The challenges where these subsidies are concerned, however, are much more than a matter of politics.
DECC approved two offshore wind farms off the coast of Lincolnshire, but rejected a third due to the impact it would have on the migration paths of a certain species of bird. The £1.5bn project by Centrica, Dong Energy and Siemans, will provide 1GW of capacity for 400,000 homes. £10m has been spent on the planning for these developments already.
But for some, the continued development of wind energy remains the wrong choice. The Centre for Policy Studies and the Institute for Economic Affairs both called on the Prime Minister to accelerate new nuclear rather than wind. Instead they advocated a, “realistic energy policy” based on shale gas, coal and new nuclear.
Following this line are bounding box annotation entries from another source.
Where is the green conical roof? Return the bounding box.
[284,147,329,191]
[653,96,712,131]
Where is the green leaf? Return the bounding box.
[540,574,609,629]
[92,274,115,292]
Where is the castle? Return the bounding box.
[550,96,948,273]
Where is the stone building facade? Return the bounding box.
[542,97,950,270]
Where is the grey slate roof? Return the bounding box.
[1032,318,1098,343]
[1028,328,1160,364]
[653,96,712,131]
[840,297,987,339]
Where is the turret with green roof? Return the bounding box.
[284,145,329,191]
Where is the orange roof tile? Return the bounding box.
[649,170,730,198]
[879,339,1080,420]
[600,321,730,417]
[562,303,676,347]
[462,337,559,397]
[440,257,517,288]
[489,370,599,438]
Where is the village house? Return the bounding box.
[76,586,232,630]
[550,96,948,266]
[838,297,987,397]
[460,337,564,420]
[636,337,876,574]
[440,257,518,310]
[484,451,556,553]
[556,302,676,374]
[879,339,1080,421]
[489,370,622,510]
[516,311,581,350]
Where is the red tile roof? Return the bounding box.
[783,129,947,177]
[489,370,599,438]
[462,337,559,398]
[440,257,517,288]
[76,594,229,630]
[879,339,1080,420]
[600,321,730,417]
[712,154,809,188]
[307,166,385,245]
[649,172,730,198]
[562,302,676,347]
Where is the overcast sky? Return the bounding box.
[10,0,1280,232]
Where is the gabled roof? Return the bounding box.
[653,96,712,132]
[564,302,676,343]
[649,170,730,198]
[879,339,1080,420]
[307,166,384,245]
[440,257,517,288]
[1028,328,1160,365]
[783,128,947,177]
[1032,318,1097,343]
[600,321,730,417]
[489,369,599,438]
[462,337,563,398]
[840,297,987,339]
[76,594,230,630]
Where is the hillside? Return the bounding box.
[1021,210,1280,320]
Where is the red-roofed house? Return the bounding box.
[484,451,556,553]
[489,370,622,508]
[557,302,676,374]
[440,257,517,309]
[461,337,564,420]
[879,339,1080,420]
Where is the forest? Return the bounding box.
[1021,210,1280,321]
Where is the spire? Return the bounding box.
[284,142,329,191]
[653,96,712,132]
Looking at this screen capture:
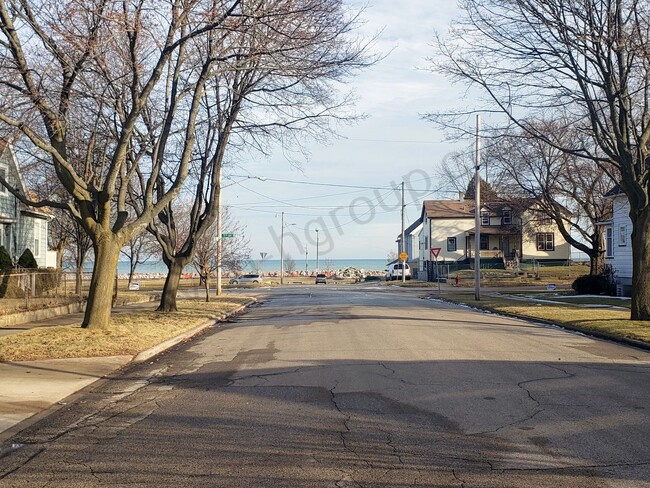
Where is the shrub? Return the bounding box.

The new President of the Campaign for the Protection of Rural England, former poet laureate, Andrew Motion believes it is right that bills should increase and that the cost of offshore wind was worth it to protect the countryside. He too, supports the development of new nuclear and furthermore has pledged to use the CPRE to challenge climate change sceptics. However, if DECC’s public attitudes tracking is a true reflection of the country as a whole, only 12% are opposed to onshore wind outright.
Whilst the success of new technologies relies on subsidy and Government support, and may be seen by some to be more essential than those more proven energy sources, the CBI’s John Cridland raises a valid concern about the security of investment in the UK.
With the scale of investment needed in the UK’s energy future Mr Cridland has a valid point, despite Q2 investment in clean energy doubling to a three year high of £2.3bn according to Bloomberg.
If we are to remain, as Energy Minister Charles Hendry described it, “racing ahead of the rest of the global field”, with the investment and jobs that come with it, then clear, timely and consistent messages from the Government need to become the norm for our energy future.